純利益1兆円のソフトバンクが法人税ゼロ」というからくりが不正なものであることを財務省が指摘していることだ。ソフトバンクは、グループ内で赤字を振り分けて「巨額の赤字が出ている」ことにして法人税を払ってこなかった

法の抜け穴をついて税金を払わないソフトバンクを見る目が世間的にも厳しくなってきている。

国民はみんな消費税を10%に引き上げられて無理やり政府に毟り取られているのに、ソフトバンクは巧みに法人税を逃れて税金を払わない。孫正義を見る世間の目は冷たいものになっていく。

アメリカでは、トランプ大統領が「中国企業はアメリカで上場させないようにしろ」「アメリカに上場している中国企業は上場廃止にしろ」「アメリカの投資家は中国に投資するな」と言い出しているのだが、そうなるとアリババなどは一気に時価総額を喪失する

このアリババの実質的な支配者はソフトバンクなので、そうした話が進めば進むほどアリババと共にソフトバンクもまた窮地に落ちる。

ソフトバンクを取り巻く環境は「悪化」している。

ソフトバンクの環境が悪化して実際に投資先の企業の赤字や株価下落などによる含み損がソフトバンクの決算に反映されていくようになると、ソフトバンクの受難はここからが本格化していくことになる。
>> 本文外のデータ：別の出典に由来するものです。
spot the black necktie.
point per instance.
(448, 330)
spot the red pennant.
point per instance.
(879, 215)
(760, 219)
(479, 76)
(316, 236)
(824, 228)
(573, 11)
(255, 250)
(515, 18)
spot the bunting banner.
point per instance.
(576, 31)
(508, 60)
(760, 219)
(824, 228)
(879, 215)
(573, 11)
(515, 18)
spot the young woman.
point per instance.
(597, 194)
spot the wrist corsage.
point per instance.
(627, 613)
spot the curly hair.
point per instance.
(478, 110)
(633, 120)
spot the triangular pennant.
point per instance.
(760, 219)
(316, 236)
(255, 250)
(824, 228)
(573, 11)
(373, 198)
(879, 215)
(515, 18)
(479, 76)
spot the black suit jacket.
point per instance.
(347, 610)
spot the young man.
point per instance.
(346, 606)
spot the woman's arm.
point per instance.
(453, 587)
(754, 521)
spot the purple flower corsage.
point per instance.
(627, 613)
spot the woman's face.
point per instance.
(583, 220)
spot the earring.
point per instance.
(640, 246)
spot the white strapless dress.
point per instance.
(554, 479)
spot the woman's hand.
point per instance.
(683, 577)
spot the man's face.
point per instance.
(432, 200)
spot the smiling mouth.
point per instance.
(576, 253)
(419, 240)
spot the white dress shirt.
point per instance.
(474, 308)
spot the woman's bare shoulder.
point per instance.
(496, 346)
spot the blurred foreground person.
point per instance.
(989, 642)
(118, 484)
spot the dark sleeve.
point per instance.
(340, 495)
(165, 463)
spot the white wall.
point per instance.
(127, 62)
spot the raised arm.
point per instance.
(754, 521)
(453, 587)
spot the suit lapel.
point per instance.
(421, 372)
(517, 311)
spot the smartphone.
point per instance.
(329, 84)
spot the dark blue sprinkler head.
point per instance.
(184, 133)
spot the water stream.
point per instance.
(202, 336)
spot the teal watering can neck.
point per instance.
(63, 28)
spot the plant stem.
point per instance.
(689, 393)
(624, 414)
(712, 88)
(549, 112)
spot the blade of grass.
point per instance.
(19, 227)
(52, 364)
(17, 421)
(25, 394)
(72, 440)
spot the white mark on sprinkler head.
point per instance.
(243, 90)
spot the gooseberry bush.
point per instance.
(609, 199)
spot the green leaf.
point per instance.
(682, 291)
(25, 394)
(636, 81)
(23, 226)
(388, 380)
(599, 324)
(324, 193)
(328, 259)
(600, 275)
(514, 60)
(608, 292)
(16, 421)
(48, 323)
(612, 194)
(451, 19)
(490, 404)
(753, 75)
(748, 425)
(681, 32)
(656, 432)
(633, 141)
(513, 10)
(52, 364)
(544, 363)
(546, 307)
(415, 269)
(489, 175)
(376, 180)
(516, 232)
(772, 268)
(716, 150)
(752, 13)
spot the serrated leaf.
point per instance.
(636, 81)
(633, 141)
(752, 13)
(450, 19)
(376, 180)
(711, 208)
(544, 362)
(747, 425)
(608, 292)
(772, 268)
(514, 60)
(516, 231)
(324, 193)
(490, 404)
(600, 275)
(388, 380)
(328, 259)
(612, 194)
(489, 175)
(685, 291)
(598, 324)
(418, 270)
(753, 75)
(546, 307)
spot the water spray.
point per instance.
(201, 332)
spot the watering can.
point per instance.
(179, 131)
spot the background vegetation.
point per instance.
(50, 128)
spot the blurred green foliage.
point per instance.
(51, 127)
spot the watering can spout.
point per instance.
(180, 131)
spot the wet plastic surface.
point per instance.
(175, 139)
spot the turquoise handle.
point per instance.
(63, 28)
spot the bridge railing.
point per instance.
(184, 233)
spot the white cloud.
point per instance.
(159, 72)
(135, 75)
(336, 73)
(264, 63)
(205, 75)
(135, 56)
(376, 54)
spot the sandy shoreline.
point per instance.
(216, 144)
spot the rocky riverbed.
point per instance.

言って見れば、ソフトバンクはまだ地獄の一丁目に辿り着いたばかりである。

今の株式市場は割高に評価されている

ところで、現在の世界は米中新冷戦の真っ只中にある。

巨大な経済大国であるアメリカと中国が激しく互いに報復関税をかけ合って対立している。中国の経済成長は鈍化し、状況は想像以上に悪化している。

グローバル経済は、「成長」に向かっているのではなく、「後退」に向かっているのである。

そうであれば、世界の株式の総本山であるアメリカの株式市場はそれを織り込んで「下がっていなければならない」のだが、下がるどころか上がっている。

つまり、今の株式市場は実体経済と乖離して割高に評価されている

株式市場が割高かどうかを評価する指標で最も分かりやすいのはバフェット指数である。バフェット指数というのは、稀代の投資家であるウォーレン・バフェットが指し示した指数なのだが、「株式時価総額 ÷ 名目GDP × 100」で算出される数字だ。

バフェット指数は「株式時価総額と名目GDPは、本来であればだいたい一致する」という点を利用した指数である。要するに実体経済(名目GDP)に対して株価は高いのか安いのかを評価しているものだ。

そのため、100%を超えてくるようであれば「株価は実体経済よりも高く評価されているので下落しても不思議ではない」という考え方ができるし、実体経済よりも株価が低いと「売られすぎ」という考え方もできる。

今はどうなのか。今のバフェット指数は140%台にある。つまり、株価は実体経済よりも高いということが分かる。

さらにシラーPEレシオ(CAPEレシオ)というものもある。通常のPERは現在の株価を1株あたりの純利益で割って計算するのだが、シラーPERは現在の株価を「過去10年間の1株あたり純利益の平均値」で割る。それによって「長期的に見て現在の株価が割高か割安か」が分かる。

それを見ても、現在のアメリカの株式(S&P500)はシラーPEレシオで「ほぼ30ポイント」になっているので、やはり「割高」であると判断できる。15ポイントあたりがシラーPEレシオの心地良い数字ではあるが、30ポイントと言えば「ほぼ2倍」である。